Underwater Acoustic Target Recognition Based on Deep Residual Attention Convolutional Neural Network

Abstract

Underwater acoustic target recognition methods based on time-frequency analysis have shortcomings, such as missing information on target characteristics and having a large computation volume, which leads to difficulties in improving the accuracy and immediacy of the target recognition system. In this paper, an underwater acoustic target recognition model based on a deep residual attention convolutional neural network called DRACNN is proposed, whose input is the time-domain signal of the underwater acoustic targets radiated noise. In this model, convolutional blocks with attention to the mechanisms are used to focus on and extract deep features of the target, and residual networks are used to improve the stability of the network training. On the full ShipsEar dataset, the recognition accuracy of the DRACNN model is 97.1%, which is 2.2% higher than the resnet-18 model with an approximately equal number of parameters as this model.

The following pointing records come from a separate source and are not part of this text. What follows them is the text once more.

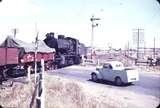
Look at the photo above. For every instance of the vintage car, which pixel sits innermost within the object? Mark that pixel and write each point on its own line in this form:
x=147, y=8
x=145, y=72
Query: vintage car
x=115, y=71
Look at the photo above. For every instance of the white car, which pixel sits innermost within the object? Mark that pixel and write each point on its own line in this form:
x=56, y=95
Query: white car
x=115, y=71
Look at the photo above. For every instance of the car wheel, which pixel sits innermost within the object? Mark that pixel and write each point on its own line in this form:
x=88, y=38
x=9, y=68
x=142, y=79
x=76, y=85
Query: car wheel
x=118, y=81
x=94, y=77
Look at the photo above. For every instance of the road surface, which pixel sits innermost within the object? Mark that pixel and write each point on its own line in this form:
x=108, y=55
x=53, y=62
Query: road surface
x=149, y=83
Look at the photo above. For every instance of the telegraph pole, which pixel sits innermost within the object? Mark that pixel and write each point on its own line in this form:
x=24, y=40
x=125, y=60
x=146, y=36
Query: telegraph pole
x=138, y=44
x=14, y=32
x=92, y=32
x=138, y=39
x=154, y=49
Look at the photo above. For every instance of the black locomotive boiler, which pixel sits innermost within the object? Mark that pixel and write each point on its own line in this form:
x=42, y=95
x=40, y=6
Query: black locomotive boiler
x=69, y=50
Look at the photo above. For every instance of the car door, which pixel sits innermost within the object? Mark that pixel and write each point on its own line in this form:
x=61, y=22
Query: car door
x=107, y=71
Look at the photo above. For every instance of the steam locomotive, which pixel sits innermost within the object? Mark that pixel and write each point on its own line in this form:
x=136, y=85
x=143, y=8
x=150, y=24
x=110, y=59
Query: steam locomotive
x=69, y=50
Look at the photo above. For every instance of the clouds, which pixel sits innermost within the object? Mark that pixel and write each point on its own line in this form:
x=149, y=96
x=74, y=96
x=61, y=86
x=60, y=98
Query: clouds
x=18, y=8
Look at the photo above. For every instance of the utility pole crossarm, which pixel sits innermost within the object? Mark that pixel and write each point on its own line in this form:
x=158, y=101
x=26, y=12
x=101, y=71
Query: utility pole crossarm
x=92, y=32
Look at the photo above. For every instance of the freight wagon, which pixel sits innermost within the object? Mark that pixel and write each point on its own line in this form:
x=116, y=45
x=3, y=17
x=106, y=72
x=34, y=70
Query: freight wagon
x=18, y=55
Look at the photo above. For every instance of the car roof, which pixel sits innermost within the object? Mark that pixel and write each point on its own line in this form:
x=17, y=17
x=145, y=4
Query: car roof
x=116, y=65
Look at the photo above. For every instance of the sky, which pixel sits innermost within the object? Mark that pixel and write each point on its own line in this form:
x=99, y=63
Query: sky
x=118, y=20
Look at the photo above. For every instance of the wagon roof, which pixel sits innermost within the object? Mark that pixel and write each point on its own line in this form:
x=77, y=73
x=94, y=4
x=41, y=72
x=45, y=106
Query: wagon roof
x=12, y=42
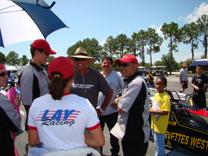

With similar recognition accuracies, the DRACNN model parameters are 1/36th and 1/10th of the AResNet model and UTAR-Transformer model, respectively, and the floating-point operations are 1/292nd and 1/46th of the two models, respectively. Finally, the DRACNN model pre-trained on the ShipsEar dataset was migrated to the DeepShip dataset and achieved recognition accuracy of 89.2%. The experimental results illustrate that the DRACNN model has excellent generalization ability and is suitable for a micro-UATR system.